Tout le monde il est gentil sauf l’extrême droite

L’écueil, comme souvent, c’est le réel… Car il n’y a ici ni gentils, ni méchants. Les flics sont dans leur bon droit en suivant les ordres reçus, et les banlieusards le sont tout autant en recherchant la vengeance. Dans ces deux mondes qui s’affrontent, l’un est autochtone, et l’autre étranger. Il y a toujours « eux » et « nous », sur un même territoire. Si des « jeunes de quartier » prêtent allégeance à l’Etat, ils ne sont ainsi que des vassaux, et peuvent se rebeller à chaque instant, chaque univers n’ayant rien en commun avec l’autre. Entre la banlieue et la France, il n’y a qu’une quatre-voies qui les relie. 

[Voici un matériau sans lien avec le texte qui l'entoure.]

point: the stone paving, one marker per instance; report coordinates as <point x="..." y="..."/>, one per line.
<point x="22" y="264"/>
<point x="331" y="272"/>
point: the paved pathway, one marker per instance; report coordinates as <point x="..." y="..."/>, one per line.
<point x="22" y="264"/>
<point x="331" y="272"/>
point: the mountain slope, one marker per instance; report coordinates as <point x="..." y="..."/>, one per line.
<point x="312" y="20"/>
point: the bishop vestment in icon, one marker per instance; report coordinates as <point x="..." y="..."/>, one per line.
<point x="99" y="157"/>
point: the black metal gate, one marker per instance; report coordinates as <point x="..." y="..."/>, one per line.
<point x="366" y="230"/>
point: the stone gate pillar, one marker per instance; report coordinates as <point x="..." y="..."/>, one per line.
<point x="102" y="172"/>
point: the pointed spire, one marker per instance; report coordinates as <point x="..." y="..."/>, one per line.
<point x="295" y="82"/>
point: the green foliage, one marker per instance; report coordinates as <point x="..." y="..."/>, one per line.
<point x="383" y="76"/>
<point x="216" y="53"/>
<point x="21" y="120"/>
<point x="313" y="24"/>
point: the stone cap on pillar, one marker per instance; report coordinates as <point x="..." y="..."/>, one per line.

Mais tout cela, c’était sans compter sur le dénouement pathétique que nous inflige Romain Gavras, avec l’arrivée tarte à la crème de la méchante extrême-droite. On l’apprend assez vite, oui, les responsables du meurtre du frère de Karim et Abdel ne sont autres que des fascistes voulant provoquer l’embrasement. Les salauds ! Si cette proposition n’est pas forcément déconnectée du réel, étant donnée la popularité grandissante et inquiétante de l’accélerationnisme, elle tombe vraiment ici comme un cheveu sur la soupe.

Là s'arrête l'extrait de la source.